Human anti-CD38 autoantibodies raise intracellular calcium and stimulate insulin release in human pancreatic islets

CD38 is involved in transmembrane signaling in many cell types; anti-CD38 autoantibodies have been described in diabetic patients. We tested whether human anti-CD38 antibodies possess signaling properties by measuring their ability to raise intracellular calcium ([Ca2+](i)) using the fluo-3-acetoxymethyl ester method in a human-derived T-cell line (Jurkat T-cells, expressing high levels of surface CD38) and in dispersed human islet cells from normal donors. In Jurkat T-cells, 11 of 19 anti-CD38-positive sera raised [Ca2+](i) (by greater than or equal to 20% of baseline), whereas no [Ca2+](i)-mobilizing activity was found in 27 anti-CD38-negative sera (chi (2) = 20.5, P < 0.0001). In dispersed human islet cells, 5 of 11 anti-CD38-positive sera (and none of three anti-CD38-negative sera) raised [Ca2+](i) significantly. When preincubated with Staphylococcus aureus protein A to remove IgG, anti-CD38-positive sera showed a 70 +/- 5% reduction in [Ca2+](i)-mobilizing activity. Preincubation with CD38-transfected NIH-3T3 fibroblasts, but not with mock-transfected NIH-3T3 cells, abolished [Ca2+](i) mobilization. In blocking experiments, preincubation with nonagonistic anti-CD38 monoclonal antibodies also prevented [Ca2+](i) mobilization.
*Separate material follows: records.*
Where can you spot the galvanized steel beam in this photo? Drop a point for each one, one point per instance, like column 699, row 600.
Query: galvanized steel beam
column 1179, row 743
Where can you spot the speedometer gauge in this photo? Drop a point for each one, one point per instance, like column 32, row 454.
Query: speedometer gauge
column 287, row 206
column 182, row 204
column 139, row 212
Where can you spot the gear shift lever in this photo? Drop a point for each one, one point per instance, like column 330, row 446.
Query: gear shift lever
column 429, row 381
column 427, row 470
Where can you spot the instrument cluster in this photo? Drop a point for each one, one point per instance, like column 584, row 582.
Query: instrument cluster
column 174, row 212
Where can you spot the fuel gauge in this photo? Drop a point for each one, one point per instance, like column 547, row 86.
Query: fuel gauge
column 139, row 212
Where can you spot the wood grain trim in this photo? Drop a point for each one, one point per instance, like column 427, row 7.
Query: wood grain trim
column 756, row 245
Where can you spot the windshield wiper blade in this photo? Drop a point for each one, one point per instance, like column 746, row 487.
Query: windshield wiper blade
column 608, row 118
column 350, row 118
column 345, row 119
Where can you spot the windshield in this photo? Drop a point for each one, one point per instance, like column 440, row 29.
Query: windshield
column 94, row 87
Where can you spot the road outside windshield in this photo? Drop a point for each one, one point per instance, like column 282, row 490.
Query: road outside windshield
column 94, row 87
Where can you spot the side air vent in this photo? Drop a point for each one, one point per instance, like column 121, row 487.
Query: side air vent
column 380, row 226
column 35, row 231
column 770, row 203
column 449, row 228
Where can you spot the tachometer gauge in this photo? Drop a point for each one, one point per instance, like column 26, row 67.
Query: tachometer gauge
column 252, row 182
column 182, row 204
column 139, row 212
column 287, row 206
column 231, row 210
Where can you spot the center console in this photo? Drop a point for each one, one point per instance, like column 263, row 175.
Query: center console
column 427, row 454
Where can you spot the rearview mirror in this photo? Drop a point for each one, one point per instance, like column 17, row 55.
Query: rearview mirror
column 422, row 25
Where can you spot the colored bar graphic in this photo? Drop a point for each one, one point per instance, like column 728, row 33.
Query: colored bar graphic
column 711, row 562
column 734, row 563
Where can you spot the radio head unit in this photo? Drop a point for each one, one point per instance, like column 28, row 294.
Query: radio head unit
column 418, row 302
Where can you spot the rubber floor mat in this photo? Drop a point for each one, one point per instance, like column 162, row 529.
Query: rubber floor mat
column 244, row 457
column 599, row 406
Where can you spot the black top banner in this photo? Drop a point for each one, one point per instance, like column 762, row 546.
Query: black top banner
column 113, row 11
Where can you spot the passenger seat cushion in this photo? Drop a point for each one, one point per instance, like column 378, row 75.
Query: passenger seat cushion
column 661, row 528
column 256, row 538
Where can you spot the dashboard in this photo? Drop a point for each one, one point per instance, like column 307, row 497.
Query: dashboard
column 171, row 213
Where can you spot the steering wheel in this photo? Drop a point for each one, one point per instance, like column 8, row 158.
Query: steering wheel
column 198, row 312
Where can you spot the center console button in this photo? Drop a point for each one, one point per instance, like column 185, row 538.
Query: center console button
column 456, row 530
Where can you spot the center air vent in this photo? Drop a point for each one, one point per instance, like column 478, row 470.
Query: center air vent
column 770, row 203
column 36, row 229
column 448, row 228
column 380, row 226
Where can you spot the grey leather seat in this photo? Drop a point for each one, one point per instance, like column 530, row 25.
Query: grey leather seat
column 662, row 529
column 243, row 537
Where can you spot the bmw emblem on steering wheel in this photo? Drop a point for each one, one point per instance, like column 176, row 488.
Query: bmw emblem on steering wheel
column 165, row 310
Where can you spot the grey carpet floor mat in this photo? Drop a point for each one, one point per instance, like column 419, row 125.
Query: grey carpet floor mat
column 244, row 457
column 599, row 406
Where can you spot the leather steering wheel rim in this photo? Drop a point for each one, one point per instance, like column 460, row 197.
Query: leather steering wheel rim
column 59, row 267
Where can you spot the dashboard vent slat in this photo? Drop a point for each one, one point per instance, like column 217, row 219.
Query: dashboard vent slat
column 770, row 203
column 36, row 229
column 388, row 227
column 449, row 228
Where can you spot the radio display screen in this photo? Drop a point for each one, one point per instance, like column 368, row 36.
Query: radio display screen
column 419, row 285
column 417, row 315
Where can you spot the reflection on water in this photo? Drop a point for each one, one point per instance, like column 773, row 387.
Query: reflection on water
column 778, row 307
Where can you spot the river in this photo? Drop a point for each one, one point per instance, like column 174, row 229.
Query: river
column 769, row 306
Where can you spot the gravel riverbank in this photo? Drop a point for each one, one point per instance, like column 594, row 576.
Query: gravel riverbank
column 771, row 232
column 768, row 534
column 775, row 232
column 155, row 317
In cultured human islets, anti-CD38-positive sera exhibiting [Ca2+](i)-mobilizing activity in Jurkat T-cells (n = 6) significantly stimulated insulin release at 3.3 mmol/l glucose (median [interquartile range] 738 muU/ml [234],P = 0.0001 vs. 320 [52] muU/ml of control), whereas 6 anti-CD38-positive sera without [Ca2+](i)-mobilizing activity and 10 anti-CD38-negative did not. In further incubations, the five anti-CD38-positive sera displaying [Ca2+](i)-mobilizing activity in dispersed islet cells significantly stimulated insulin release at both 3.3 mmol/l glucose (2.2 +/- 0.3% of insulin islet content, P < 0.002 vs. 1.2 + 0.1% of control) and 16.7 mmol/l glucose (3.7 +/- 0.3 vs. 2.3 +/- 0.3%, P < 0.002). We conclude that human anti-CD38 autoantibodies with agonistic properties on the CD38 effector system occur in nature; in human islets, their [Ca2+](i)-mobilizing activity is coupled with the ability to stimulate insulin release.